There’s more details to interacting with the model catalog in Model Catalog.

Model Evaluations with ADS

Model Evaluations

ADS can evaluate a set of models by calculating and reporting a variety of task-specific metrics. The set of models must be heterogeneous and be based on the same test set.

The general format for model explanations (ADS or non-ADS models that have been promoted using the ADSModel.from_estimator function) is:

from ads.evaluations.evaluator import ADSEvaluator
from ads.common.data import MLData

evaluator = ADSEvaluator(test, models=[model, baseline], training_data=train)
evaluator.show_in_notebook()

If you assign a value to the optional training_data method, ADS calculates how the models generalize by comparing the metrics on training with test datasets.

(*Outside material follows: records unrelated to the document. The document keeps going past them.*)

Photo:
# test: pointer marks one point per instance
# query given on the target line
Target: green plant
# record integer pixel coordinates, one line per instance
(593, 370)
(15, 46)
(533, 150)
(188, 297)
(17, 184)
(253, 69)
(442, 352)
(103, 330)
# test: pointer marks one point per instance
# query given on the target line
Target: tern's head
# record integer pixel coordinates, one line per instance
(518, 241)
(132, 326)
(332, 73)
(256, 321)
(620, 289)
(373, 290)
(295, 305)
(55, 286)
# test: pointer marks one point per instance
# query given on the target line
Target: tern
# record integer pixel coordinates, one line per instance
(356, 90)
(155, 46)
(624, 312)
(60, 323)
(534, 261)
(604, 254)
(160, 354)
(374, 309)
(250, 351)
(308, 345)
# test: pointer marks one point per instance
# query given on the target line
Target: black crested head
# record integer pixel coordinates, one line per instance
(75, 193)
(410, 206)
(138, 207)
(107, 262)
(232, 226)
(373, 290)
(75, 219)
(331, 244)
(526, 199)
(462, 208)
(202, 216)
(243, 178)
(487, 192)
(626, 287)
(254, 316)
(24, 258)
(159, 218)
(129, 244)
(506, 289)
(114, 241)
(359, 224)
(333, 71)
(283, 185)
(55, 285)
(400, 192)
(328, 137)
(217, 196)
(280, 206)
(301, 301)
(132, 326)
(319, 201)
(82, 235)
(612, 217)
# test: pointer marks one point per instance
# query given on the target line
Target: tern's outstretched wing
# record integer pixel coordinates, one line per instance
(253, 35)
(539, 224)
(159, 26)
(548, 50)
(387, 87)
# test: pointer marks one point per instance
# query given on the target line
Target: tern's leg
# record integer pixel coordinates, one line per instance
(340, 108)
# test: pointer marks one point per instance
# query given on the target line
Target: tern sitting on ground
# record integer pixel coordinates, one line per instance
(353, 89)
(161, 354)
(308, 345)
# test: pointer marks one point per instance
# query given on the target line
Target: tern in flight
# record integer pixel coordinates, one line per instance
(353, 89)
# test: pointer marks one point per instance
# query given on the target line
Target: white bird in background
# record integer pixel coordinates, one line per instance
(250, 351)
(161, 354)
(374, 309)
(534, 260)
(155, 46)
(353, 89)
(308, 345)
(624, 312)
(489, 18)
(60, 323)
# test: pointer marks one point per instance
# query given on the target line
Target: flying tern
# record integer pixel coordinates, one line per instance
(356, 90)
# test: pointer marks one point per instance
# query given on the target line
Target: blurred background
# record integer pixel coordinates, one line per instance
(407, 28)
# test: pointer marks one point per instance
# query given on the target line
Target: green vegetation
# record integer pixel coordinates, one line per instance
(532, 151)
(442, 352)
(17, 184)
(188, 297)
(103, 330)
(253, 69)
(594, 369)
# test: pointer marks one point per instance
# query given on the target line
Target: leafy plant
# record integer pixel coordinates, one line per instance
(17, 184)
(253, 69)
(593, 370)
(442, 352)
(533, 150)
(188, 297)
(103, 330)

The evaluator has a property metrics, which can be used to access all of the calculated data. By default, in a notebook the evaluator.metrics outputs a table highlighting for each metric which model scores the best.

evaluator.metrics
../../_images/evaluation-test.png ../../_images/evaluation-training.png

If you have a binary classification, you can rank models by their calculated cost by using the calculate_cost() method.

../../_images/evaluation-cost.png

You can also add in your own custom metrics, see the Model Evaluation for more details.